# Unlocking Casio fx-82ES to Casio fx-991ES



## CA50 (Dec 27, 2011)

This is a guide to unlock your Casio Scientific calculator to a higher version with more features. 
I have tested it with my own fx-82ES and it worked.

This mod will unlock model number fx-82ES/83ES/85ES to fx-991ES
Generally 82ES comes with 249 functions function and when the "setup" button is presses, only 3 functions are listed, whereas 991ES comes with 403 functions and when the "setup" button is presses, only 8 functions are listed, by this you can differentiate between the two 

*
Steps:
1. Check what version you have - on the back, just above the made in China sign, there is a letter in a circle: if it’s a B, unlucky because you can’t do the mod, however if it’s an A you can.

2. Open up your calculator - on the back there are six screws, using a Phillips screw driver, remove these and then lift off the back, revealing the circuit board.

3. Find the P4 jumper - on the circuit board there are six screws, between the middle two is a little white P4, to the right of this is a small split silver circle. Take your graphite pencil and colour this, making sure the whole thing is covered.

4. Put it back together-now put the back, back on and screw the screws into the holes.*

*Original Setup Screen*
*i44.tinypic.com/5popjb.jpg

*After Unlocking*
*i43.tinypic.com/fcs3mt.jpg

Please share your result.
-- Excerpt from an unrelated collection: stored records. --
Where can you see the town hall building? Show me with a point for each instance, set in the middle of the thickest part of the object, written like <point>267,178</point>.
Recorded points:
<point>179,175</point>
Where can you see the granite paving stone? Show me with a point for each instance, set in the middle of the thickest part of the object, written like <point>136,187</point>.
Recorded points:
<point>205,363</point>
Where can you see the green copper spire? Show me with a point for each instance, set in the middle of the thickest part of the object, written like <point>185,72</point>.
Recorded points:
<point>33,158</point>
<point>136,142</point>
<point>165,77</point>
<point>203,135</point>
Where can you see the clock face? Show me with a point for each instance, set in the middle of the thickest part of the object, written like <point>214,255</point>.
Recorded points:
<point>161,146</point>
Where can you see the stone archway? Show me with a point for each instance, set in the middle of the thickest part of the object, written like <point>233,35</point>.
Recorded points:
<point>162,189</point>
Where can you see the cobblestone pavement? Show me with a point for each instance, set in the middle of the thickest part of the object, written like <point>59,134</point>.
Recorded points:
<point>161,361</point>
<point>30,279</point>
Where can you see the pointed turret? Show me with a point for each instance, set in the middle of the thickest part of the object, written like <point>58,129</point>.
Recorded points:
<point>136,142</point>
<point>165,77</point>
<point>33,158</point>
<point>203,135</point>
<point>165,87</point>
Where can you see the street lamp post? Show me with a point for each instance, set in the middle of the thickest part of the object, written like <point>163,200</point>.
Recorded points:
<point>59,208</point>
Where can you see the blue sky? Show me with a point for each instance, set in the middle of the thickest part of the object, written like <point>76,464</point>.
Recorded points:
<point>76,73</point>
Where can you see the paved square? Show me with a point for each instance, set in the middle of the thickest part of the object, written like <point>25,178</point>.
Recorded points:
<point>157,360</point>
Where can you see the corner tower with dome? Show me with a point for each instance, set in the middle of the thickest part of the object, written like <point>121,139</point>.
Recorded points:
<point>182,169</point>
Please note that i will not be responsible if your calculator goes kaput.

Source:
Modding an fx-82ES/83ES into a 991ES - YouTube
hackear calculadora casio fx-82es - Taringa!
How to upgrade your fx-82es, fx-83es and fx-85es to a fx991es - The Student Room


----------



## CA50 (Dec 29, 2011)

Anyone tried this trick ??


----------



## MetalheadGautham (Dec 30, 2011)

This works but has some issues. The buttons labeling around number keys for alternate functions does not change so users may be confused. And these days lots of B models are present.

Considering most FX-991ES usage is by engineering students writing their term exams, few 100 rupees to avoid confusion during exam is justified


----------



## CA50 (Dec 30, 2011)

thats definitely true, this is just a trick to unlock. 

If one can live with the unlock then its OK, else one can consider this as a fun stuff


----------